Frédéric Dupuy, chef de chœur et chantre

De droite à gauche : Frédéric Dupuy, Joseph Jankovic et Stéphane Nabias, une belle équipe au service des pèlerins.

« Quand j’étais adolescent, j’étais fasciné par Mgr Jehan Revert, maître de chapelle et chef de chœur, qui avait enregistré les Grandes Heures Liturgiques à Notre-Dame de Paris, avec Pierre Cochereau, organiste. J’étais loin d’imaginer qu’un jour je travaillerais moi-même à la cathédrale et que je serais amené à le côtoyer.

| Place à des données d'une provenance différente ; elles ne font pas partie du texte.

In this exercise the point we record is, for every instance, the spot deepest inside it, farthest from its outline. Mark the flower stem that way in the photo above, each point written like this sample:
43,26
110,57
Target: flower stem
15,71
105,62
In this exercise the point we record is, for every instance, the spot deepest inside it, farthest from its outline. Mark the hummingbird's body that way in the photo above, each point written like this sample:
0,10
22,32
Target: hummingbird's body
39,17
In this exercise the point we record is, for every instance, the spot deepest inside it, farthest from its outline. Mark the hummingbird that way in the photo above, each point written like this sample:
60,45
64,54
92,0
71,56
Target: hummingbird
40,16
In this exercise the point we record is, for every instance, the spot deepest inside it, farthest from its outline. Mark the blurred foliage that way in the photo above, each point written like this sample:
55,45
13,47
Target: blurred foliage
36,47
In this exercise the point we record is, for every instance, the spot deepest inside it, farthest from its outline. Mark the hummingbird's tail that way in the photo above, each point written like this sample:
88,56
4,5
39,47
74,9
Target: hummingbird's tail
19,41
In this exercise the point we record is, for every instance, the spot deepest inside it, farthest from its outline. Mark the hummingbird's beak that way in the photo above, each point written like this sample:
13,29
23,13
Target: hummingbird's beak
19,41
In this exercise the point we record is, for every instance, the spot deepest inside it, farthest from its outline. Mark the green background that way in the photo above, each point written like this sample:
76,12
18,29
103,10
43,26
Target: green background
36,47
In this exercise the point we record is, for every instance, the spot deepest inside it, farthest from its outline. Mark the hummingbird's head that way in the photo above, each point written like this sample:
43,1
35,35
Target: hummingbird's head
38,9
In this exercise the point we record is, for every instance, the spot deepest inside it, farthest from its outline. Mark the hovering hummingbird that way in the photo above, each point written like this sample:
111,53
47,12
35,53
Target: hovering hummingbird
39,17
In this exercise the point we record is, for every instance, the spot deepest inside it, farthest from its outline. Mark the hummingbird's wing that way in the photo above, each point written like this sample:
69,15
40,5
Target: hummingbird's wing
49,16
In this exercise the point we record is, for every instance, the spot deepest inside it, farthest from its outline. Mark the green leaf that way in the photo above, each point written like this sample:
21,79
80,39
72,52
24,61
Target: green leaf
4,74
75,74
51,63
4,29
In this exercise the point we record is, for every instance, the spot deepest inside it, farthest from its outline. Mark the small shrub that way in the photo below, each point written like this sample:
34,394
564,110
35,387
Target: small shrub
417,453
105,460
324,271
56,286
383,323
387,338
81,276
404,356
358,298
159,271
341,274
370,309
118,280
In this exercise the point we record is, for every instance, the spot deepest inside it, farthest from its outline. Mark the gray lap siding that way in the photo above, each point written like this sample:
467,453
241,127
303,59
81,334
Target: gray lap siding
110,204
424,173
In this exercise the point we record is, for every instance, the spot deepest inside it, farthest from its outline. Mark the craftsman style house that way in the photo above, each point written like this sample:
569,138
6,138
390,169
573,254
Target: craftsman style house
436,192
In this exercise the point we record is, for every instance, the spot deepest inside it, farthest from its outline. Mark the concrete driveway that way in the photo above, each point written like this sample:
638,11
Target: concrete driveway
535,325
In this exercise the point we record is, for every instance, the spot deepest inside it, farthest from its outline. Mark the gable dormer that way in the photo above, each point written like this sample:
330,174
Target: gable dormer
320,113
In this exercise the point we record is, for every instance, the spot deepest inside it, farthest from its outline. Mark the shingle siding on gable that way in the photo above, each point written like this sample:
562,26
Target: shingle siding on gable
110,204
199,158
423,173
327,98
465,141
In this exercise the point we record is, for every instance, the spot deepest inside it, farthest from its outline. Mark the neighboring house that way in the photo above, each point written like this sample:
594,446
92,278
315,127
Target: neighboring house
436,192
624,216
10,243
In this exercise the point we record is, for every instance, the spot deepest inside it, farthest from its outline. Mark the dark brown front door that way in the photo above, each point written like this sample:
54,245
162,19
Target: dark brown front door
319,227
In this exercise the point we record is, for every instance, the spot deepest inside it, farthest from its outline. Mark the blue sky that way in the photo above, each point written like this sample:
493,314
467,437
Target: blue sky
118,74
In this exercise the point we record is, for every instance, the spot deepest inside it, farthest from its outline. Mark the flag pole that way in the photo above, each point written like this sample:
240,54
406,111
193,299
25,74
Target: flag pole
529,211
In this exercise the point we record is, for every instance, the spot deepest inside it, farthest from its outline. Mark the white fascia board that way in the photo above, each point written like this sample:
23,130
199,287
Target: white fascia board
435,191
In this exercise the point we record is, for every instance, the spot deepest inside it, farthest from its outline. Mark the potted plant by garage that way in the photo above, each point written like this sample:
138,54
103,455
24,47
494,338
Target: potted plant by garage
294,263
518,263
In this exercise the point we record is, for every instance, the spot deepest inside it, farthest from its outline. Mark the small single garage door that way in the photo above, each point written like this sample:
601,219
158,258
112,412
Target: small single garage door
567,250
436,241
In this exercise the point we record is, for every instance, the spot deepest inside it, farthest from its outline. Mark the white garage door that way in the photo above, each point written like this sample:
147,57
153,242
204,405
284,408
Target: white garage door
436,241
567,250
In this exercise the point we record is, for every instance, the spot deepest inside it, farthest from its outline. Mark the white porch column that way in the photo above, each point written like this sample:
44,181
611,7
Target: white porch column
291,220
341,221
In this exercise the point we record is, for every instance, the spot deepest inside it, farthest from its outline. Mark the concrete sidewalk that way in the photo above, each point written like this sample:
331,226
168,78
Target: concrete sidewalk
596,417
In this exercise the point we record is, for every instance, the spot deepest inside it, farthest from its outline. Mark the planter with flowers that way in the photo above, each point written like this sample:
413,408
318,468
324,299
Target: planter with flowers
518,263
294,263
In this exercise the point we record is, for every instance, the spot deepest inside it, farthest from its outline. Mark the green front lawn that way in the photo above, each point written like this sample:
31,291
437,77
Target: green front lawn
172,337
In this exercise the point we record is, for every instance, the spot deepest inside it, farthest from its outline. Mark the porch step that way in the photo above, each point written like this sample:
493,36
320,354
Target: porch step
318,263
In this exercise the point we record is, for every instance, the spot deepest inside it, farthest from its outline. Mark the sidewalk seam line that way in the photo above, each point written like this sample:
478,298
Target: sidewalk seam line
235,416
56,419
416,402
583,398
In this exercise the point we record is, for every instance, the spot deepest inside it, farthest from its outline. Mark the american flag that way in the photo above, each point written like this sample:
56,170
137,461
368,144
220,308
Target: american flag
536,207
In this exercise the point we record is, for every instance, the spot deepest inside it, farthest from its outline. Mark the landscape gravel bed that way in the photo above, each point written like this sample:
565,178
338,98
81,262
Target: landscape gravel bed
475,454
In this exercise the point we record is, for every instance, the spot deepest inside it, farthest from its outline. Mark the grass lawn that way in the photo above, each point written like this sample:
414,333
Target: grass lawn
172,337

Ma vocation est née peu à peu, après avoir goûté à la musique, au piano, à l’orgue, puis au chant…, à telle enseigne que j’ai été amené à monter et diriger des chorales. Des rencontres décisives ont balisé ma route ; c’est ainsi que je me suis formé à l’université de musicologie, puis au conservatoire en classe de chant et d’orgue à Poitiers. Une autre étape a été celle de ma formation à la Maîtrise de Notre-Dame de Paris, où j’ai suivi les classes de chanteur lyrique avec l’option « chantre et maître de chapelle. » J’y ai appris, entre autres, toutes les règles phonétiques qui, aujourd’hui, me permettent de chanter à Lourdes dans les six langues officielles. Si je suis à l’aise en espagnol, si aussi j’ai des notions en italien et en anglais, il n’en va pas de même pour le néerlandais et l’allemand. Par contre, je peux tout interpréter !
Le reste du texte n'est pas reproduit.